The aim of this unique technology is to turn at least a part of dry and hot desert into a green oasis. The project interconnects experts from UCEEB and from the Faculty of Mechanical Engineering of CTU with the Institute of Botany of the Czech Academy of Sciences. It will be deployed in practice in the Czech pavilion at the EXPO 2020 world exhibition in Dubai.
S.A.W.E.R. was named by Jiří František Potužník, General Commissioner of the Czech team at the EXPO 2020 exhibition. It is an acronym for Solar Air Water Earth Resource. It is a system of getting water from the air and its specific is autonomous operation. Therefore, its energy need is completely saturated from solar energy.
The developed equipment consists of two parts: the task of one of them is to produce water from the air on a desert, and the other should use the produced water to cultivate the desert. The technology that the University Centre for Energy-Efficient Buildings of the CTU participates in is used in two stages. First, the material (so called desiccant) is used that takes the water content from the outside air and retains it on its surface. The dehydrated air that was modified using the desiccant is brought back to the outside environment so that the system can suck in new portion of the outside air that contains water vapor naturally. This air has to be heated strongly so that water vapor to moisten the desert air can be released from the surface of the desiccant. The thing is that it is possible to get much more water in the next stage using the water cooler than from the air of the outside desert.
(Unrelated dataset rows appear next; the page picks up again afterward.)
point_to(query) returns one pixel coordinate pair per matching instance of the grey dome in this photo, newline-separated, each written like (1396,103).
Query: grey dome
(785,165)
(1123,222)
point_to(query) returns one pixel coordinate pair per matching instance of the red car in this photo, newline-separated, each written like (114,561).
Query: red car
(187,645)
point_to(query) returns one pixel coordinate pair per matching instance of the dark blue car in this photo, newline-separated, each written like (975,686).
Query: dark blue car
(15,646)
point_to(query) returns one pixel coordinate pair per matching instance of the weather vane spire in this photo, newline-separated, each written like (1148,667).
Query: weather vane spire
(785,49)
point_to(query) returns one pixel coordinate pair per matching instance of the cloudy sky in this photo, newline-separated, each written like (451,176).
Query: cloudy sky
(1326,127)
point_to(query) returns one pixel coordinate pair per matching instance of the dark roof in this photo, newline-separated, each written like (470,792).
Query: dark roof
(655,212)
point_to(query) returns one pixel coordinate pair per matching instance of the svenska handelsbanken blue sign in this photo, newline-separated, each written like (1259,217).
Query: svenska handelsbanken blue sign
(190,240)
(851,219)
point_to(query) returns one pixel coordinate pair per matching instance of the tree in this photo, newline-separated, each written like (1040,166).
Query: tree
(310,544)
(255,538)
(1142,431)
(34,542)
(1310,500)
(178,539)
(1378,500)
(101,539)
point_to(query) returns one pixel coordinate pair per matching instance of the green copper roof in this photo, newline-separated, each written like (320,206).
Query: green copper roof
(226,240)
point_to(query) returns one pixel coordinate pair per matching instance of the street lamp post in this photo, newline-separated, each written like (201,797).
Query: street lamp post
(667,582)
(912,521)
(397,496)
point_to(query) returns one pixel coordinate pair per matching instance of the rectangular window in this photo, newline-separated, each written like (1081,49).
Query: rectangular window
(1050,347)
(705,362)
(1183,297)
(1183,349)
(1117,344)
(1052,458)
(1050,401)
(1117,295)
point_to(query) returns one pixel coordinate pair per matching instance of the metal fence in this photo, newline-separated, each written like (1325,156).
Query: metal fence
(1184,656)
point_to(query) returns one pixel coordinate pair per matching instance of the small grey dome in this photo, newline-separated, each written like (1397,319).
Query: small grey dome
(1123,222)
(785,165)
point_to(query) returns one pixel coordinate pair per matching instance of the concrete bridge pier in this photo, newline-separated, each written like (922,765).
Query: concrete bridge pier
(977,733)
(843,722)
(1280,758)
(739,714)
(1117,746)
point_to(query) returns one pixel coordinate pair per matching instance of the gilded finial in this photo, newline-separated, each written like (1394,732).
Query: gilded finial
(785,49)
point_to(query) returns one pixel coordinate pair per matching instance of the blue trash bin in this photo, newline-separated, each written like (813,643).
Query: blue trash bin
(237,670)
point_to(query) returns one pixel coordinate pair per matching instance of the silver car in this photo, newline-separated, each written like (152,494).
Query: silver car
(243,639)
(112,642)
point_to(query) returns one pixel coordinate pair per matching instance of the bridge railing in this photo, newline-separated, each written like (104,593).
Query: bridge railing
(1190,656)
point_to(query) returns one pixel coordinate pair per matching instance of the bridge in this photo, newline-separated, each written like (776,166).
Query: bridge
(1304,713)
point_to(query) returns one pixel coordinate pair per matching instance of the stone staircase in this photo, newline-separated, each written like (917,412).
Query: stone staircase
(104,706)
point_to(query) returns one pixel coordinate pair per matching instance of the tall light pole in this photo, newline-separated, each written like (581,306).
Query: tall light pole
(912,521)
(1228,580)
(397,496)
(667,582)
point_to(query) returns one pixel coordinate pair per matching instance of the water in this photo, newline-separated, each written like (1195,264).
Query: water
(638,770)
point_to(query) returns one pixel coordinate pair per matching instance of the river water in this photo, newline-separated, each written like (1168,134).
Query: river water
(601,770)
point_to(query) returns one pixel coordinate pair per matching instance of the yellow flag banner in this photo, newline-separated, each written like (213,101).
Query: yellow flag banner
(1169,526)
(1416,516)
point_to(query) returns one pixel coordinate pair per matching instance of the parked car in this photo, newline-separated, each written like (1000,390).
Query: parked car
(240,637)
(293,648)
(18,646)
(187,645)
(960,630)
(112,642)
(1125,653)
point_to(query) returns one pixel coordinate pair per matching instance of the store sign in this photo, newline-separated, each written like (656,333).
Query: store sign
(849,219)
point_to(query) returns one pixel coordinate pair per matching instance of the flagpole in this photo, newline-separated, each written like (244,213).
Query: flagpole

According to the experts, S.A.W.E.R. could get as much as 100 liters per day on the average from the air. This is as much as ten times more as compared to other coolers of the desert air. A large garden will be a part of the Czech pavilion at the EXPO 2020 exhibition in Dubai. The garden should use water produced by the system. Two larger pieces of equipment which will together produce up to 500 liters of water are being prepared for the exhibition.
The core of the unit of system for getting water from air is already finished now and the system is being commissioned in the CTU UCEEB laboratories. As a result, its operation in daily and nightly climatic conditions of a desert can be tested. The developed technology is capable of providing water for plants even at places where they are not present normally and to use it in any detached area without a water source.